The Iowa Court of Appeals Concludes that 85.39 Examinations are Appropriate Even in Denied Claims
April 13, 2012 by Sara A. Lamme
In City of Davenport v. Newcomb, No. 11-1035 (Iowa App. April 11, 2012), where the City had denied Newcomb’s workers’ compensation claim, the Deputy Workers’ Compensation Commissioner denied the employer’s motion to compel the claimant to attend an independent medical evaluation because of such denial. According to the facts of this case, the employer was then left only to obtain a written opinion of a family physician who had not examined the claimant in numerous years. The Deputy found such report unpersuasive when compared to the expert opinions of the specialists who had actually examined the claimant. The claimant was found to be permanently totally disabled.
The Iowa Court of Appeals found that nothing in section 85.39 wholly precludes an independent medical examination in a workers’ compensation claim that has been denied. The court based its decision on Daugherty v.
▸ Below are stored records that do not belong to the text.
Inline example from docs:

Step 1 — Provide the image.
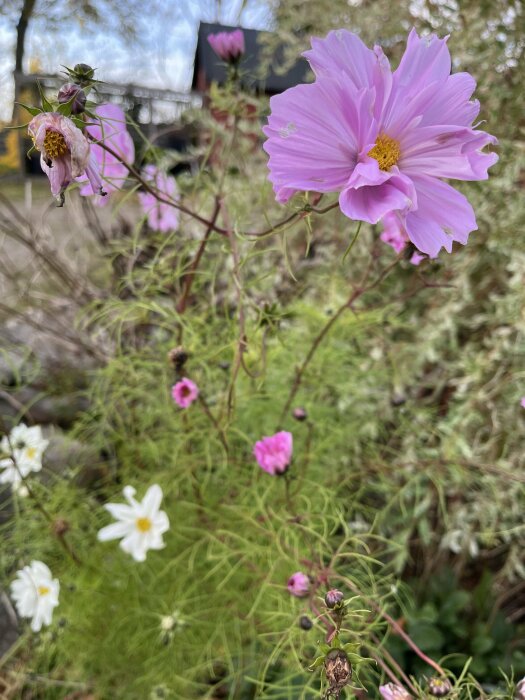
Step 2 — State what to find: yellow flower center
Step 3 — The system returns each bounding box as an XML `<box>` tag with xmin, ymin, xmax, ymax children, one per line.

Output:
<box><xmin>368</xmin><ymin>134</ymin><xmax>401</xmax><ymax>170</ymax></box>
<box><xmin>135</xmin><ymin>518</ymin><xmax>151</xmax><ymax>532</ymax></box>
<box><xmin>44</xmin><ymin>129</ymin><xmax>69</xmax><ymax>159</ymax></box>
Scandia Coal Co., 219 N.W.65, 67 (Iowa 1928) which found that the purpose of section 85.39 was to allow an employer to determine the extent and character of a claimed injury. Specifically, the court found that if the purpose of an independent medical evaluation is to assist in determining causation, an admission of liability should not be a prerequisite to such an examination. Further, the court found that if the employer were not allowed obtain an examination of a claimant, the employer would be forced to merely obtain a records review which would likely not be given as much weight by the hearing deputy as a report by a physician that had actually examined a claimant. The court found that this would give a claimant an unfair advantage as the employer could not fully and fairly develop and defend the claim.